Chacun sait l’importance du logement, lieu de sécurité, de garantie de vie privée, d’épanouissement et d’éducation. La maison, l’appartement, c’est la famille.
L’absence de foyer ou la perspective de cette absence mine le couple, insécurise les parents et les enfants, interdit tout projet d’avenir. Aujourd’hui, pour les familles les plus pauvres, le montant du loyer constitue souvent le seul et unique critère pris en considération au détriment de la qualité du
logement ou de son environnement. Qui dressera le bilan des conséquences de situations d’habitations dans des logements inadéquats, en termes de retards scolaires, de soins de santé, de familles éclatées, ou de placements d’enfants 
  1. L’escalade des prix
La flambée des valeurs foncières et immobilières est une triste réalité wallonne. Cette hausse de prix s’explique notamment par la proximité de certaines provinces (Brabant wallon et Luxembourg - quid Verviers et Mons ?) avec des zones réputées riches comme Bruxelles, le grand-duché du Luxembourg et, dans une moindre mesure, l’arrondissement de Marche (implantation militaire et afflux touristique).

D’une manière générale, cette augmentation des prix du l’habitat oblige les personnes à moyens ou bas revenus de faire des choix parmi les ressources prioritaires de la vie quotidienne : habitat décent, état de santé de leur famille (médecine, alimentation, vêtements), charges locatives (électricité, eau, chauffage), mobilité. Pour une province comme le Brabant wallon, l’escalade des
prix provoque quant à elle le début d’un exode de la population vers les provinces voisines, moins chères.
  1. Logements sociaux, colosses aux pieds d’argile
Face à la rude concurrence du marché locatif privé, les sociétés de logements de service public sont garantes d’un accès au logement à bon prix pour les catégories de populations les moins aisées de Wallonie. Malheureusement, l’aide du secteur public aux populations économiquement plus fragilisées est largement insuffisante.

2.1 Un parc wallon trop étroit

Qu’on habite le Borinage, le Luxembourg, le Brabant wallon ou la région verviétoise, le constat est identique : les sociétés de logements sociaux manquent cruellement de place pour accueillir ceux qui en auraient le plus besoin.
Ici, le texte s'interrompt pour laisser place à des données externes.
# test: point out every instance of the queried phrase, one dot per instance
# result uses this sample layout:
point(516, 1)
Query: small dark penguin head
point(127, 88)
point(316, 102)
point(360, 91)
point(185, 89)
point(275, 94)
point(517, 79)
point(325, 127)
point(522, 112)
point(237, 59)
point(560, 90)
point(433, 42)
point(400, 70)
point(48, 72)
Pour la seule province du Brabant wallon, ce sont pas moins de 2400 familles qui sont victimes de cette carence en immeubles publics. Pour des raisons historiques et sociales mais aussi parfois dû à des choix politiques régionaux ou locaux, la province de Luxembourg ne compte, de son côté, qu’environ un seul logement social pour 80 habitants, contre une moyenne d’un pour 33 en Wallonie. Incontestablement, il y a là un déficit à combler. Pour ces deux provinces (quid Verviers Mons ?) on remarque par exemple que presque la moitié des communes ne disposent pas de logements sociaux (10/28 en Brabant, 50 % en Luxembourg) !

2.2 Difficultés financières

Face à ce manque de place et devant le peu de possibilités de constructions neuves, des sociétés de logements sociaux s’orientent vers la rénovation d’anciens bâtiments industriels (Verviers). Si cette politique peut paraître séduisante, il n’en reste pas moins que dans les faits ces opérations de rénovations coûtent bien souvent plus chers que de construire de nouveaux bâtiments.
Par ailleurs, et cela n’est pas à négliger, le paradoxe principal du logement social réside dans le fait que les loyers, et par-là les rentrées financières des sociétés de logements sociaux, sont proportionnels aux revenus des locataires que ces sociétés hébergent. On imagine dès lors aisément l’impasse dans laquelle ces dernières s’enfoncent petit à petit.
D’une manière générale, il est indéniable que la situation du secteur du logement social wallon est totalement aberrante. D’un côté, la législation impose aux sociétés de logements d’offrir des logements sociaux à bas prix. De l’autre, le budget de ces sociétés doit afficher un équilibre financier sans faille. Bien que cette tension entre politique sociale et gestion peut être réduite par le soutien communal et provincial (don de terrains,...) l’état de santé financier des sociétés de logements publics reste donc très alarmant .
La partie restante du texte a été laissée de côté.